NVIDIA H100s top Graph500 on CoreWeave cluster
The GPU superpower ran a Graph500 breadth-first search that reached 410 trillion traversed edges per second.
NVIDIA achieved a Graph500 breadth-first search (BFS) result of 410 trillion traversed edges per second on an accelerated computing cluster hosted in a CoreWeave data center in Dallas, using 8,192 H100 GPUs to process a graph of 2.2 trillion vertices and 35 trillion edges.
The run ranked No. 1 on the 31st Graph500 BFS list, the company said in a statement. NVIDIA said the result more than doubled the performance of comparable entries on the list, including runs hosted in national labs.
The company said the submission used just over 1,000 nodes compared with about 9,000 nodes for a comparable top-10 entry, delivering roughly three times better performance per dollar. NVIDIA highlighted that saving hardware and time reduced costs at this scale.

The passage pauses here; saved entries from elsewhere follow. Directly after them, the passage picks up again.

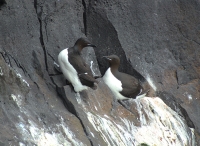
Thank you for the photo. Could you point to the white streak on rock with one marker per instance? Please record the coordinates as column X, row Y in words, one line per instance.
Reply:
column 150, row 81
column 160, row 125
column 56, row 64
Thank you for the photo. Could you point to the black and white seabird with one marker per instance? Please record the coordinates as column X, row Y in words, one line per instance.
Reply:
column 123, row 86
column 74, row 68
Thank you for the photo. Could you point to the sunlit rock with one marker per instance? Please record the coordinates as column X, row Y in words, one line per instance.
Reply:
column 148, row 120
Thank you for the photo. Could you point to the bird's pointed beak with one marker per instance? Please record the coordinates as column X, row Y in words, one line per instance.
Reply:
column 91, row 45
column 107, row 57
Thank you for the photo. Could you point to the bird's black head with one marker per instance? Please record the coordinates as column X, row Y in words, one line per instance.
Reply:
column 81, row 43
column 113, row 60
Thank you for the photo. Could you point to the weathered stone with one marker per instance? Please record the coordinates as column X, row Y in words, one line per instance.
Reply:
column 157, row 41
column 158, row 38
column 106, row 122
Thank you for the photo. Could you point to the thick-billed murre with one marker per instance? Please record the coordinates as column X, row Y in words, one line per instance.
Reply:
column 73, row 66
column 123, row 86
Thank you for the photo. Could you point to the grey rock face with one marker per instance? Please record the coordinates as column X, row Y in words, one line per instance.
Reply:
column 157, row 42
column 159, row 38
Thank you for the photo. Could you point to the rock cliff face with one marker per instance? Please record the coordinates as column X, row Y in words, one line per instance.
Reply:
column 157, row 41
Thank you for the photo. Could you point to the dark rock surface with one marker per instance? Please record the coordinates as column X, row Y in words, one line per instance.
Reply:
column 157, row 42
column 159, row 38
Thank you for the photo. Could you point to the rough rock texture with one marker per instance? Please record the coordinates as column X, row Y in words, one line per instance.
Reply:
column 157, row 41
column 160, row 39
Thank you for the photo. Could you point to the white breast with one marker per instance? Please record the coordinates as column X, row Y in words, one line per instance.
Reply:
column 69, row 72
column 114, row 84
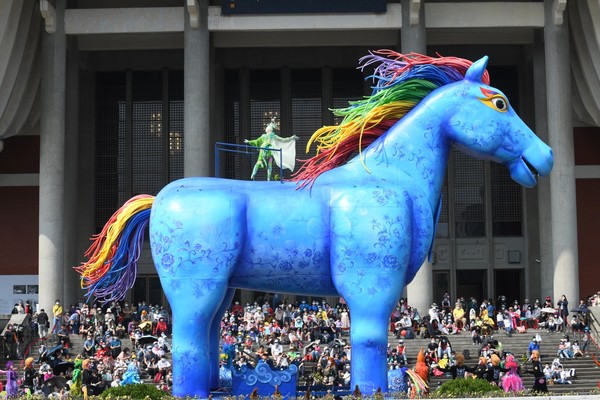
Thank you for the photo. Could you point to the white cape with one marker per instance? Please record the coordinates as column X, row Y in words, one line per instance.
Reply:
column 288, row 152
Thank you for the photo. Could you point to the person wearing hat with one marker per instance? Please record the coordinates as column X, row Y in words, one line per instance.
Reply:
column 539, row 379
column 160, row 328
column 30, row 374
column 11, row 380
column 401, row 352
column 564, row 348
column 534, row 345
column 585, row 340
column 89, row 346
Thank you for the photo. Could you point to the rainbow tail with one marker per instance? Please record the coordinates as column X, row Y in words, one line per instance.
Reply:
column 111, row 268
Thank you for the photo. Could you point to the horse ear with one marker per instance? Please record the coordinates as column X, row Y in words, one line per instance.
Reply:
column 476, row 70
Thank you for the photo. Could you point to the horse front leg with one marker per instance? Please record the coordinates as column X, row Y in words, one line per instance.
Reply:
column 194, row 306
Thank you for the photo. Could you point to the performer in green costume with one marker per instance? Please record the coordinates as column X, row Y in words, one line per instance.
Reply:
column 270, row 139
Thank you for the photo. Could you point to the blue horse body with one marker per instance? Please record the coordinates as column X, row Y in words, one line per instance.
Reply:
column 359, row 234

NVIDIA said it reached the result by combining its CUDA platform, Spectrum-X networking, H100 GPUs and a new active messaging library, and by reengineering graph processing so active messaging runs entirely on GPUs. A custom framework using InfiniBand GPUDirect Async and the NVSHMEM parallel programming interface enabled GPU-to-GPU active messages and large-scale message aggregation, the company added.

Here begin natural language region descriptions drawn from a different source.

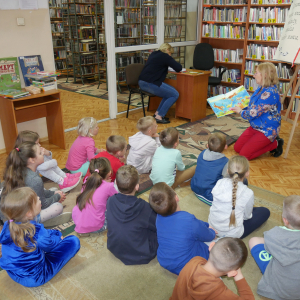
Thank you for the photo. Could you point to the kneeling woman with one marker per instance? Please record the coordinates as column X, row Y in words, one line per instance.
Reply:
column 264, row 116
column 152, row 77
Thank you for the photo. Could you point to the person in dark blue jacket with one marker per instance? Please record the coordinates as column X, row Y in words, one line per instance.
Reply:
column 131, row 230
column 152, row 77
column 212, row 165
column 180, row 235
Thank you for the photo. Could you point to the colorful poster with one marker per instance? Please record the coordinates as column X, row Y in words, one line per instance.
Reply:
column 9, row 74
column 221, row 104
column 30, row 64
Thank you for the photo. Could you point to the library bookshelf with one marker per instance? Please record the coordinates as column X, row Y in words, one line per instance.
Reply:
column 254, row 27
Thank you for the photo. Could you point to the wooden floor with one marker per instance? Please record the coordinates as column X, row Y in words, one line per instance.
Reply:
column 274, row 174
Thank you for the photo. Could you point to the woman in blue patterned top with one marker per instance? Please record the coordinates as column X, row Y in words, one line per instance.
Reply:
column 264, row 116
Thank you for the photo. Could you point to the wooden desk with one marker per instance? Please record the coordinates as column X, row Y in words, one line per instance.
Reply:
column 192, row 89
column 46, row 104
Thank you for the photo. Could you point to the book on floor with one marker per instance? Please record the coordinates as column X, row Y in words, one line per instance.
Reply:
column 221, row 104
column 9, row 74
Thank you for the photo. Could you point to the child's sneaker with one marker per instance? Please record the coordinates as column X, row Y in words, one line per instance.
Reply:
column 69, row 183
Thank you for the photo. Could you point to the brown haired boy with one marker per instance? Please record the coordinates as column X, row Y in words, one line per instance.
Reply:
column 115, row 153
column 200, row 278
column 278, row 255
column 143, row 145
column 167, row 158
column 131, row 230
column 212, row 165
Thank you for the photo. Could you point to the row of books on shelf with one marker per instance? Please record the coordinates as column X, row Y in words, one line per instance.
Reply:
column 265, row 33
column 173, row 11
column 262, row 52
column 227, row 55
column 268, row 15
column 225, row 15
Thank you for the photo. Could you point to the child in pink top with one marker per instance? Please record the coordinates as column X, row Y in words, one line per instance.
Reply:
column 83, row 149
column 89, row 214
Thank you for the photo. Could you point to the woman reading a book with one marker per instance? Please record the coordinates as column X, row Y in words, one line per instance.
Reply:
column 152, row 77
column 264, row 116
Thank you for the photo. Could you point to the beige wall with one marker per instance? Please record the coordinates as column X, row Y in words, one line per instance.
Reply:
column 33, row 38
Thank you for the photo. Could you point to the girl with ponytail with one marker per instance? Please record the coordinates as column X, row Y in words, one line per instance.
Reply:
column 31, row 254
column 232, row 213
column 89, row 214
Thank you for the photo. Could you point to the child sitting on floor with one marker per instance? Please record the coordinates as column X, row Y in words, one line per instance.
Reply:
column 115, row 153
column 212, row 165
column 49, row 168
column 31, row 255
column 278, row 255
column 232, row 213
column 167, row 158
column 180, row 235
column 90, row 210
column 83, row 148
column 143, row 145
column 131, row 230
column 200, row 279
column 21, row 165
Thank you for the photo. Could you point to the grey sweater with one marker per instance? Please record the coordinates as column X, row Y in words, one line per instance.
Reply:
column 281, row 278
column 34, row 181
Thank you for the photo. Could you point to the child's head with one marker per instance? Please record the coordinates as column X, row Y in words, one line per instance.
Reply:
column 169, row 137
column 228, row 254
column 18, row 159
column 87, row 127
column 147, row 125
column 163, row 199
column 291, row 212
column 238, row 168
column 127, row 179
column 217, row 142
column 27, row 136
column 116, row 145
column 21, row 205
column 100, row 169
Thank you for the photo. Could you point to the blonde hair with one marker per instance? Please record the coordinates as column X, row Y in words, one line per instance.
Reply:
column 115, row 143
column 268, row 73
column 217, row 142
column 84, row 126
column 145, row 123
column 291, row 210
column 166, row 47
column 238, row 166
column 15, row 206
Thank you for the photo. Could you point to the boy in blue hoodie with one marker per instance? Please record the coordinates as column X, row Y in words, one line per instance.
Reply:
column 212, row 165
column 180, row 235
column 131, row 230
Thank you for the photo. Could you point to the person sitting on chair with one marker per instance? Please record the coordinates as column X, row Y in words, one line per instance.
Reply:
column 152, row 77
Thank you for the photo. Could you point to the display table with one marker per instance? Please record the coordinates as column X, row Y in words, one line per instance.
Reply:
column 192, row 88
column 46, row 104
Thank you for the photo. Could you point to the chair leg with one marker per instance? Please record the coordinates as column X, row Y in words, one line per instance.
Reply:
column 143, row 104
column 128, row 104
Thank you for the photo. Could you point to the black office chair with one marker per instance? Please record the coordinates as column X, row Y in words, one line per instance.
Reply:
column 132, row 73
column 204, row 60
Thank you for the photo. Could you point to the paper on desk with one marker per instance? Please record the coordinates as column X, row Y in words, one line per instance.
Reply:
column 172, row 70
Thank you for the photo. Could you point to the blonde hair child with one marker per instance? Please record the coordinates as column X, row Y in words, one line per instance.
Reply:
column 83, row 148
column 49, row 167
column 232, row 213
column 31, row 254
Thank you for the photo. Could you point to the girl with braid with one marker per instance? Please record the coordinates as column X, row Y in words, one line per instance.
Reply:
column 232, row 213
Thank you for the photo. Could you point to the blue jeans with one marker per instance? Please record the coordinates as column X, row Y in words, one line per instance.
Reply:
column 168, row 93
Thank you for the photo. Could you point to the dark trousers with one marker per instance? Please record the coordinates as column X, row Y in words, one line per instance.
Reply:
column 259, row 216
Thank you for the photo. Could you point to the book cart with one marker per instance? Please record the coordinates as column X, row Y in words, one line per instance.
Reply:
column 252, row 30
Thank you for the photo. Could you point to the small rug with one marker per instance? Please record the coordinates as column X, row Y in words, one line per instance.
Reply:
column 193, row 139
column 91, row 89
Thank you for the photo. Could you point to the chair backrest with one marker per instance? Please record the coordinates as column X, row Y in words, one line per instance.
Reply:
column 132, row 73
column 203, row 57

The company illustrated the scale by saying a global social graph of 1.2 trillion edges could be searched in about three milliseconds. It said the win shows the NVIDIA computing platform can expand access to acceleration for very large sparse and irregular workloads and that developers can use NVSHMEM and IBGDA to scale large HPC applications on commercially available infrastructure.
The Recap
- NVIDIA reached 410 trillion traversed edges per second on Graph500.
- Run used 8,192 H100 GPUs on CoreWeave cluster.
- Result processed a graph of 2.2 trillion vertices.